Complement inhibitors to treat IgM-mediated autoimmune hemolysis

Abstract

Complement activation in autoimmune hemolytic anemia may exacerbate extravascular hemolysis and may occasionally result in intravascular hemolysis. IgM autoantibodies as characteristically found in cold autoantibody autoimmune hemolytic anemia, in cold agglutinin disease but also in a considerable percentage of patients with warm autoantibodies are very likely to activate complement in vivo. Therapy of IgM-mediated autoimmune hemolytic anemia mainly aims to decrease autoantibody production. However, most of these treatments require time to become effective and will not stop immediate ongoing complement-mediated hemolysis nor prevent hemolysis of transfused red blood cells. Therefore pharmacological inhibition of the complement system might be a suitable approach to halt or at least attenuate ongoing hemolysis and improve the recovery of red blood cell transfusion in autoimmune hemolytic anemia. In recent years, several complement inhibitors have become available in the clinic, some of them with proven efficacy in autoimmune hemolytic anemia. In the present review, we give a short introduction on the pathogenesis of autoimmune hemolytic anemia, followed by an overview on the complement system with a special focus on its regulation. Finally, we will discuss complement inhibitors with regard to their potential efficacy to halt or attenuate hemolysis in complement-mediated autoimmune hemolytic anemia.

Figure 1.

Overview of the complement system. (A) Overview of the complement system including the main activation pathways. (B) The alternative pathway is initiated by spontaneous low-grade conversion of C3 into active C3 (C3b), which together with activated factor B (Bb) forms the alternative C3 convertase which can induce additional C3 cleavage in a positive feedback loop. (C) The classical pathway is activated by antibodies [one IgM molecule, multiple (preferably 6) IgG molecules] leading to the formation of the classical C3 convertase (C2aC4b) by the activation C2 and C4 by C1s/C1r. (D) The lectin pathway is initiated by binding of MBL (or ficolins) to sugar structures followed by activation of C2 and C4 by MASP1/MASP2, leading to the formation of lectin C3 convertase (C2aC4b). (E) C3-activation by the classical, lectin or alternative C3 convertase results in the formation of the C5 convertase. C5 convertase subsequently activates C5 resulting in the formation of the membrane attack complex (MAC).
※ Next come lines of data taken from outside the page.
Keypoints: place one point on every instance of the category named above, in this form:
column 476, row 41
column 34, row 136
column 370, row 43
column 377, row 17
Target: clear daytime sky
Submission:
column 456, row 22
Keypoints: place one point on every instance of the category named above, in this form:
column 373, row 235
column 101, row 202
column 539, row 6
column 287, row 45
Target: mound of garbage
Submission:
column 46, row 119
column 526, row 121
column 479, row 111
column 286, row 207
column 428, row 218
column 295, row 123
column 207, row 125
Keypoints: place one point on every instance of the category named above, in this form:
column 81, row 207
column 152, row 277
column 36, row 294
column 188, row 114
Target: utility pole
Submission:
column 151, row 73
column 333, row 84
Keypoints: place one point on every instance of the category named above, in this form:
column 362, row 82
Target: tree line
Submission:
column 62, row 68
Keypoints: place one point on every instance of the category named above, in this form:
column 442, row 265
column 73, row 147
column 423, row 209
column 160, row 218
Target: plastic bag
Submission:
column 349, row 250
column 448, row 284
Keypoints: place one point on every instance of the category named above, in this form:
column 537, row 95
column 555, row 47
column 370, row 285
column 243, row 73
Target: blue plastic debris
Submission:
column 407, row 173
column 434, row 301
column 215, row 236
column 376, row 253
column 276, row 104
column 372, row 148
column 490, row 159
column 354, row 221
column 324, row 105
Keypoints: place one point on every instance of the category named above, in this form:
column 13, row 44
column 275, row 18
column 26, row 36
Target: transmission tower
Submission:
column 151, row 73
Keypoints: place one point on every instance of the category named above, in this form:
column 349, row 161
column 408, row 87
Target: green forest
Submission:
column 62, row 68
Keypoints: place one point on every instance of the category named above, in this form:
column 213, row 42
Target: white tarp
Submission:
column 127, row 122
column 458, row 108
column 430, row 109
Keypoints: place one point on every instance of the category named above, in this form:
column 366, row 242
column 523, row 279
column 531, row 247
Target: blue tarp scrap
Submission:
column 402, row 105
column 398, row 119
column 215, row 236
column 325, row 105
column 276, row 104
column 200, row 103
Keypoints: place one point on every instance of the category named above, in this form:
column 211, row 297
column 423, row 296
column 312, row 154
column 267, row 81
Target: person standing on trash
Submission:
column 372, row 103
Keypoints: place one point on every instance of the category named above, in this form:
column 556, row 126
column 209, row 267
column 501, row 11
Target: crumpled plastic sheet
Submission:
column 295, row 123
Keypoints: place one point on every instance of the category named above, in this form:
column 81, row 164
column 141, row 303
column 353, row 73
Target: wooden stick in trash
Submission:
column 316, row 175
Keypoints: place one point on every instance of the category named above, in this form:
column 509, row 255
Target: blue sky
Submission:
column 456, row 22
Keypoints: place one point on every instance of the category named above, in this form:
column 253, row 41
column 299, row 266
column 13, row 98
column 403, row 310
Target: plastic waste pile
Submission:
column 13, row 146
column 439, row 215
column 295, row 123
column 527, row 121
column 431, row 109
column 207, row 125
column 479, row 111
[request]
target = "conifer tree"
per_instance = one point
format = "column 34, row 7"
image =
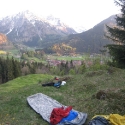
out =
column 117, row 35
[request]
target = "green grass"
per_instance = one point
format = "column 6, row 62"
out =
column 80, row 92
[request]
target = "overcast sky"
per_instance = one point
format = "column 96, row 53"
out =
column 86, row 13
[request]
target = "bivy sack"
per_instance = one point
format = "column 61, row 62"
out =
column 44, row 105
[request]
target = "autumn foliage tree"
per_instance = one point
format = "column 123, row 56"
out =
column 117, row 35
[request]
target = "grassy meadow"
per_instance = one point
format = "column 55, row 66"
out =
column 99, row 92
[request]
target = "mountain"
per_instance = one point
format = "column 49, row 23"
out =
column 92, row 40
column 29, row 29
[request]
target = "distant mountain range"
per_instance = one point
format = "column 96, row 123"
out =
column 30, row 30
column 91, row 40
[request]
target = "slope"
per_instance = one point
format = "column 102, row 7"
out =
column 80, row 92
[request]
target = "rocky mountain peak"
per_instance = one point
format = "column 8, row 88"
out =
column 28, row 27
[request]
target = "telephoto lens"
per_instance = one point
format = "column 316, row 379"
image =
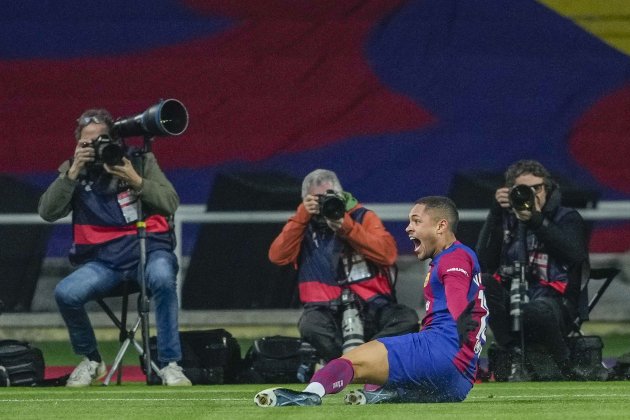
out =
column 522, row 197
column 331, row 206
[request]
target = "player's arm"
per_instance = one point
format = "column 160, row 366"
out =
column 457, row 277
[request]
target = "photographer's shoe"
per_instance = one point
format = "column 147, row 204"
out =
column 4, row 377
column 173, row 375
column 378, row 396
column 283, row 397
column 88, row 372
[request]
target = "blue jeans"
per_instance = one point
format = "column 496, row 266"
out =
column 94, row 280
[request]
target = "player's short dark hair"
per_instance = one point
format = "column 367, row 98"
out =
column 442, row 208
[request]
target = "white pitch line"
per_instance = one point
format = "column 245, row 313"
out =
column 507, row 397
column 48, row 400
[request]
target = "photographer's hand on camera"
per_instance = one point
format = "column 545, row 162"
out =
column 502, row 195
column 311, row 204
column 83, row 154
column 126, row 173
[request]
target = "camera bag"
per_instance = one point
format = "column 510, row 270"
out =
column 279, row 359
column 23, row 364
column 208, row 356
column 585, row 355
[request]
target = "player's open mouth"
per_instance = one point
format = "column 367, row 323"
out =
column 416, row 243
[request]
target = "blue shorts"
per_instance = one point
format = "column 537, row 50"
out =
column 421, row 368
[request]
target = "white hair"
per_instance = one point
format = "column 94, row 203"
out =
column 319, row 177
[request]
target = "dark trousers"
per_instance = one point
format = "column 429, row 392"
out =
column 545, row 320
column 321, row 326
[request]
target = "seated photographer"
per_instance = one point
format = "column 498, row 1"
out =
column 527, row 224
column 336, row 244
column 100, row 185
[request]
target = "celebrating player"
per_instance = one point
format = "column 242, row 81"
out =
column 437, row 364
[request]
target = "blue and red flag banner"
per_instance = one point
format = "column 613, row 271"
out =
column 395, row 96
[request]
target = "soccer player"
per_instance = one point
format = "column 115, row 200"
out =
column 437, row 364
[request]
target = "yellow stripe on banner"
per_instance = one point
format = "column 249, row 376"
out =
column 609, row 20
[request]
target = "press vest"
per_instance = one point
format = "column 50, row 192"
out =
column 321, row 269
column 100, row 231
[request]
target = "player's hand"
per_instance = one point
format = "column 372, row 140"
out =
column 466, row 324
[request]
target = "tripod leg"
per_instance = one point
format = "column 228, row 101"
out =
column 140, row 350
column 117, row 361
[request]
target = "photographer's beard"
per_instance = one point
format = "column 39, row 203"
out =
column 319, row 223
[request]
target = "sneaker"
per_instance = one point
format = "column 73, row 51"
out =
column 362, row 396
column 281, row 397
column 88, row 372
column 173, row 375
column 4, row 377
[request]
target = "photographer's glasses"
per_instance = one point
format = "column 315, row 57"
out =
column 537, row 187
column 93, row 119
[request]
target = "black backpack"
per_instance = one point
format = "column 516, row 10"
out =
column 279, row 359
column 22, row 363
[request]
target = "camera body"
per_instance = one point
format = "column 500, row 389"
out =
column 522, row 197
column 332, row 205
column 106, row 150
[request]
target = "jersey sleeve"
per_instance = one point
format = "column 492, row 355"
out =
column 456, row 271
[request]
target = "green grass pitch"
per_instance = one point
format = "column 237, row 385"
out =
column 548, row 400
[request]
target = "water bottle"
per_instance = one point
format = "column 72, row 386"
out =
column 351, row 324
column 515, row 298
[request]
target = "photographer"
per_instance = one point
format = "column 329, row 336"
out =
column 348, row 249
column 100, row 185
column 527, row 222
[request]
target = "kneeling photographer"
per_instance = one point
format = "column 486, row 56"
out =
column 103, row 185
column 344, row 256
column 527, row 227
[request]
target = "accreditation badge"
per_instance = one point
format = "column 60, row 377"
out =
column 128, row 202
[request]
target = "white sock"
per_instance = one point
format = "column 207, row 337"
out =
column 315, row 388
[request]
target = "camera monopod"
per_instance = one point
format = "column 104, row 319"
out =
column 518, row 288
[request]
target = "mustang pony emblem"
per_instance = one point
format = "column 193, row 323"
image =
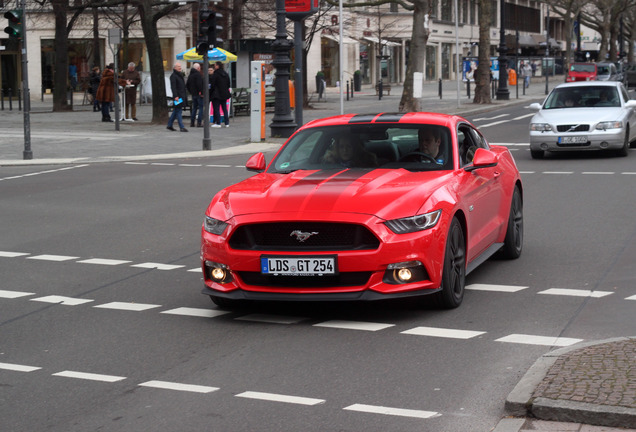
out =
column 302, row 236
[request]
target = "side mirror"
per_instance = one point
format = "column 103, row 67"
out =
column 256, row 163
column 483, row 159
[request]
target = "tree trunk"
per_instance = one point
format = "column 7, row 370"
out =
column 151, row 34
column 482, row 74
column 60, row 74
column 417, row 53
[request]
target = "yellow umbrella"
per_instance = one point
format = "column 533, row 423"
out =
column 214, row 55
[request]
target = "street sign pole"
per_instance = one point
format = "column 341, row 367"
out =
column 27, row 154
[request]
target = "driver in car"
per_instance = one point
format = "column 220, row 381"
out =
column 429, row 139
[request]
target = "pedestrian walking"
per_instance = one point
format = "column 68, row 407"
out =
column 220, row 93
column 106, row 91
column 527, row 74
column 94, row 80
column 195, row 88
column 177, row 84
column 132, row 77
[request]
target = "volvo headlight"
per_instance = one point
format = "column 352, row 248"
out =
column 540, row 127
column 214, row 226
column 609, row 125
column 414, row 223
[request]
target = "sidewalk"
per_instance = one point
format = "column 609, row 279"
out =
column 566, row 390
column 80, row 136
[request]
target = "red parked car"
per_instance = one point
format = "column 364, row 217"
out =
column 582, row 72
column 365, row 207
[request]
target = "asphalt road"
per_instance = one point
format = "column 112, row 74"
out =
column 103, row 327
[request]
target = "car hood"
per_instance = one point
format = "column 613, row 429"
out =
column 384, row 193
column 577, row 115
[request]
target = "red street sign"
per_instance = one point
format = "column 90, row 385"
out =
column 301, row 8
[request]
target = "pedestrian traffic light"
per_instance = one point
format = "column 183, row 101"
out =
column 214, row 29
column 204, row 24
column 14, row 29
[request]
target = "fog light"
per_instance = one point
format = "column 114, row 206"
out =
column 405, row 272
column 218, row 272
column 404, row 275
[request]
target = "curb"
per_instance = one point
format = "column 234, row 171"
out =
column 521, row 403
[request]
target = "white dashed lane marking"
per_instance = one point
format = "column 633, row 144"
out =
column 354, row 325
column 56, row 258
column 89, row 376
column 372, row 409
column 496, row 288
column 273, row 397
column 576, row 293
column 136, row 307
column 68, row 301
column 18, row 368
column 443, row 332
column 102, row 261
column 179, row 387
column 203, row 313
column 539, row 340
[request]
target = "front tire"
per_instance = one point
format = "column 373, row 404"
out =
column 454, row 272
column 513, row 243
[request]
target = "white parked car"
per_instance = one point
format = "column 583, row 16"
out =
column 584, row 115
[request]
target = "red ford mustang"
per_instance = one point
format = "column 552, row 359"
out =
column 365, row 207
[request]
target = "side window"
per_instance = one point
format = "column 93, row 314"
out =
column 468, row 141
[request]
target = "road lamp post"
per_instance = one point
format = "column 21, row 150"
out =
column 283, row 124
column 502, row 90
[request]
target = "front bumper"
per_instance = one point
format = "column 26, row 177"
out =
column 597, row 140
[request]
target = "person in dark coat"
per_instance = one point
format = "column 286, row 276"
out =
column 132, row 77
column 106, row 91
column 95, row 78
column 177, row 84
column 195, row 88
column 220, row 93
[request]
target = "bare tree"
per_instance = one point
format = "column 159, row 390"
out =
column 482, row 75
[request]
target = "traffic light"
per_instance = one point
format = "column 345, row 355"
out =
column 204, row 24
column 14, row 29
column 214, row 29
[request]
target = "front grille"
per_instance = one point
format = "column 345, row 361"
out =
column 573, row 128
column 277, row 236
column 341, row 280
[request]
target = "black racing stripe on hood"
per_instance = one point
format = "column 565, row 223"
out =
column 362, row 118
column 389, row 118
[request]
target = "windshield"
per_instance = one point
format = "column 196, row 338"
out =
column 582, row 68
column 583, row 97
column 414, row 147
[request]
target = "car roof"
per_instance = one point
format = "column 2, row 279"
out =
column 589, row 84
column 389, row 118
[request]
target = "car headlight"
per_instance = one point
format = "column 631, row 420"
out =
column 414, row 223
column 540, row 127
column 609, row 125
column 214, row 226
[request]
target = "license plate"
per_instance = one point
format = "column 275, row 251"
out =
column 573, row 140
column 299, row 265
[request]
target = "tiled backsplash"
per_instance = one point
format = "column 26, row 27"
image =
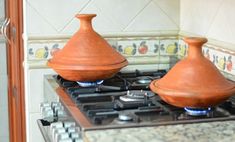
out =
column 223, row 59
column 137, row 50
column 163, row 51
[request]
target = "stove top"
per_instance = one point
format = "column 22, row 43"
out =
column 126, row 100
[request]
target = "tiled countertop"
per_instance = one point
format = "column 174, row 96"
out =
column 223, row 131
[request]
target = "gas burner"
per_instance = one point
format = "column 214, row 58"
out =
column 197, row 111
column 89, row 84
column 125, row 117
column 136, row 95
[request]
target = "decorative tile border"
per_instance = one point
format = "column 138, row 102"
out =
column 144, row 50
column 223, row 59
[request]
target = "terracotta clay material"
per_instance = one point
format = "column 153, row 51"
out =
column 87, row 56
column 194, row 82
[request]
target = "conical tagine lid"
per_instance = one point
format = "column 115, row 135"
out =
column 194, row 81
column 87, row 51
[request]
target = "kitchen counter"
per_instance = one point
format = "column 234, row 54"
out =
column 223, row 131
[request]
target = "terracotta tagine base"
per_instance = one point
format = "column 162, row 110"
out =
column 87, row 56
column 194, row 82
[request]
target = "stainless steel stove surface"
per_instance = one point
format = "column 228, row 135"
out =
column 126, row 101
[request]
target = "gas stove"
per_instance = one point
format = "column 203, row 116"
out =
column 126, row 100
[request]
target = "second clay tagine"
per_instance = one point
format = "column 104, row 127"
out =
column 87, row 56
column 194, row 82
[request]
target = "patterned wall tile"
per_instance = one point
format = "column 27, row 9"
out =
column 224, row 61
column 182, row 49
column 43, row 51
column 138, row 47
column 168, row 46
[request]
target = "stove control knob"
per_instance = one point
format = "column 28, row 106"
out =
column 61, row 113
column 75, row 135
column 68, row 124
column 66, row 140
column 61, row 136
column 56, row 125
column 55, row 104
column 77, row 140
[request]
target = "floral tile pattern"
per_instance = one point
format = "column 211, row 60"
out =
column 182, row 49
column 223, row 61
column 168, row 46
column 43, row 51
column 138, row 47
column 155, row 47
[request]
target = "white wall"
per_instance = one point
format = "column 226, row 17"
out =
column 56, row 17
column 214, row 19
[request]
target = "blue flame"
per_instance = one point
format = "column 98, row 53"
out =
column 87, row 84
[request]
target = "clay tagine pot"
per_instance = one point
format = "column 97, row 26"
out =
column 87, row 56
column 194, row 82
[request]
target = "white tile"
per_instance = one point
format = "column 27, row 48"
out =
column 101, row 23
column 4, row 125
column 121, row 11
column 171, row 8
column 34, row 134
column 3, row 90
column 35, row 88
column 151, row 19
column 36, row 24
column 221, row 28
column 197, row 16
column 4, row 139
column 3, row 59
column 58, row 13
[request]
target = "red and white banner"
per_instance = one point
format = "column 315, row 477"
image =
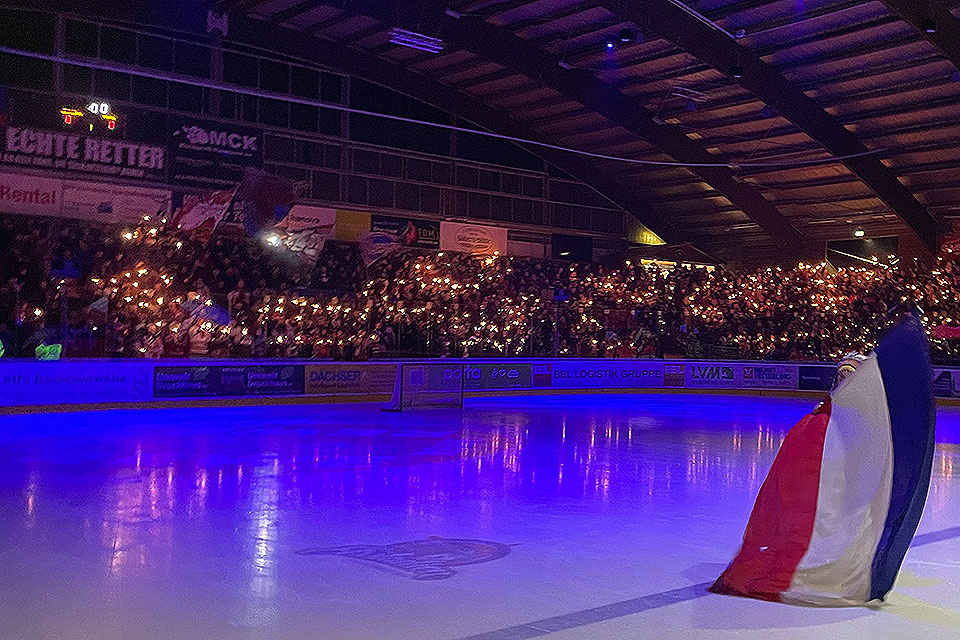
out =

C: complement factor; MAC: membrane attack complex; MBL: mannan binding lectin; MASP: MBL–associated serine protease; P: properdin; C1-inh: C1-inhibitor; FI: factor I; CR1: complement receptor 1; MCP: membrane co-factor protein; DAF: decay accelerating factor; C4BP: C4-binding protein; FH: factor H.

Figure 2.

Regulation of the complement system by endogenous and pharmacological inhibitors. Plasmatic (green), membrane-bound (purple) and pharmaceutical (red) complement inhibitors. IgM is shown as pentamers on the red blood cells. C3b deposition is depicted as triangles on the red blood cell. Hemolysis by the MAC is depicted as red pores on the red blood cell membrane and a disintegrated membrane (so called red blood cell “ghost”). C4BP: C4b binding protein; MCP: membrane co-factor protein; DAF: decay accelerating factor; (s)CR1: soluble complement receptor 1; for other details see text.

Figure 3.

Inhibition of intra- and extravascular hemolysis in AIHA by complement inhibitors. Complement-mediated removal of RBCs can occur intravascular or extravascular by complement-receptor mediated phagocytosis, mainly in the liver and to some extent also in the spleen. C3b deposition is depicted as triangles on the red blood cell. C5b deposition is depicted as circles on the red blood cell. Hemolysis by the MAC is depicted as a disintegrated membrane. Eculizumab inhibits intravascular hemolysis, whereas TNT003 and C1-inhibitor are able to inhibit both intravascular- and extravascular hemolysis (adapted from Zeerleder 3).